Peu étonnante alors, la convivialité quasi familiale qui la relie avec les écoliers croisés et leurs parents, entre quelques rares passages de voitures. Manifestement, les enfants adorent cette grand-mère publique qui veille sur leurs traversées. Elle est un élément clé du trajet qui les mène à l’école. Au point qu’un petit garçon s’étonnait de l’avoir croisée à la Migros, persuadé qu’elle «habitait le passage piéton». Techniquement, ce n’est pas tout à fait faux. Car la proximité de son domicile, à cent mètres de là, lui permet d’assurer facilement les nombreux va-et-vient quotidiens des groupes d’enfants.

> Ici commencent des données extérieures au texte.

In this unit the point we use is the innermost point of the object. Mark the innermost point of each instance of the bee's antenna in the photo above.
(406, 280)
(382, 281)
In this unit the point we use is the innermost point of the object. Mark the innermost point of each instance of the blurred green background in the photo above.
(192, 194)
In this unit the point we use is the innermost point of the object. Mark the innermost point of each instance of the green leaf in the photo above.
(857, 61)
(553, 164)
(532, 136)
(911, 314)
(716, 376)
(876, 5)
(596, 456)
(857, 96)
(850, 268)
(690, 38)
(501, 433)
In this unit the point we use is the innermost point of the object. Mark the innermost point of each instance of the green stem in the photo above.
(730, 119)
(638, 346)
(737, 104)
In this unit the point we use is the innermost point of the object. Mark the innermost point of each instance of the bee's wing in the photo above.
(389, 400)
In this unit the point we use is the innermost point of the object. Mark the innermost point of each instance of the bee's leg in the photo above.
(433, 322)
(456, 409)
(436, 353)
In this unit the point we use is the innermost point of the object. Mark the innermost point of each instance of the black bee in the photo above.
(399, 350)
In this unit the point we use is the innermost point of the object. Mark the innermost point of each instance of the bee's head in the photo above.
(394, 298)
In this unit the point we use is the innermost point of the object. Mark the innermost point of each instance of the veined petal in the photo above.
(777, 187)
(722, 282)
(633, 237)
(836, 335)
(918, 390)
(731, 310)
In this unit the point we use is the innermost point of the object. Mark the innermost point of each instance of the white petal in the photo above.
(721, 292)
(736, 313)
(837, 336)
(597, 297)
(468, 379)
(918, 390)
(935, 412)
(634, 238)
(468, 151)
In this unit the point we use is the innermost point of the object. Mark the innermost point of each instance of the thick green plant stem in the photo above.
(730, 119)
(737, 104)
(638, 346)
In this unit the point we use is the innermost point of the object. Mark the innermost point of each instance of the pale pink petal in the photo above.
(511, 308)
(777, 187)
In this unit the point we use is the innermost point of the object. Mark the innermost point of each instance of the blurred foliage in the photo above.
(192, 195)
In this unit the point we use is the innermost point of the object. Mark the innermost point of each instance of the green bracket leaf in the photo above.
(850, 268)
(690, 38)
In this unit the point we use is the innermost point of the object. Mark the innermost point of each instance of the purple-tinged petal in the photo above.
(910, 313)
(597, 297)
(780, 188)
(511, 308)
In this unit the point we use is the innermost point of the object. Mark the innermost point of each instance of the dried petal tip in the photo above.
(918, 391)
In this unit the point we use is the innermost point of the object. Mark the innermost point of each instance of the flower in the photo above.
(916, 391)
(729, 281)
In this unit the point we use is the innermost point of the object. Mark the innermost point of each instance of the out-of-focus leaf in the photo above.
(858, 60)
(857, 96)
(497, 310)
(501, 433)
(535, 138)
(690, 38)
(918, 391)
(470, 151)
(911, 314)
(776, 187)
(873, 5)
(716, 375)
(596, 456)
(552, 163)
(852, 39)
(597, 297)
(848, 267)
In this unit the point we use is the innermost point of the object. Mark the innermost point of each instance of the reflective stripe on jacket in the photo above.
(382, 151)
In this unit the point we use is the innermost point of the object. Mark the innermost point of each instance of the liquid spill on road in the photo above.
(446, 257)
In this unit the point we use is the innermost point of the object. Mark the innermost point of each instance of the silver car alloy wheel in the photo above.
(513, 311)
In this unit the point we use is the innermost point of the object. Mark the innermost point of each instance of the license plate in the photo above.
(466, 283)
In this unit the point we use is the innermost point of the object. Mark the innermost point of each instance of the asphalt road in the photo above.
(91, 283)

Neuf heures. C’est déjà l’heure creuse. Mariette s’apprête à rentrer chez elle, comme tous les matins. Elle reviendra pour 11h30, puis 13h15, puis 15h50. «J’ai du temps, et je déteste arriver en retard. J’ai un toc avec les horloges, c’est idéal pour ce job! Au vu des horaires très découpés dans une même journée, je pense que ce n’est pas si simple de trouver quelqu’un d’aussi disponible pour travailler comme ça. Nous sommes trois, mais bientôt nous serons quatre. Ils construisent beaucoup par ici, il y a d’autres endroits à sécuriser pour les passants».
Des lettres et des chats
«Oui, ici, c’est vrai, c’est ma rue!» Mariette Trachsler est une Troinésienne de cœur. Originaire de Krumennau dans le canton de Saint-Gall, elle naît à la Servette en pleine Seconde Guerre mondiale. C’est pour retaper une maison avec son époux à Troinex qu’elle adoptera la commune dès les années 70. La commune, Mariette la connaît autant qu’elle y est connue. En 1995, alors qu’elle se trouve dans une phase de reconstruction personnelle, une offre d’emploi de postière tombe du ciel. Elle se dit que c’est un signe. Celle qui, adolescente, avait exaucé le rêve de sa mère en suivant un apprentissage de postière, deviendra le «facteur 22» de Troinex quelques décennies plus tard. «À l’époque, on quadrillait toute la commune à quatre. Vous finissez par connaître tout le monde. Bien sûr, il y a le secret postal, mais les enveloppes en disent parfois long sur vous. Cela crée une vraie confiance avec les gens, une proximité. Pour certains j’arrosais même les plantes ou je m’occupais de leurs chats!»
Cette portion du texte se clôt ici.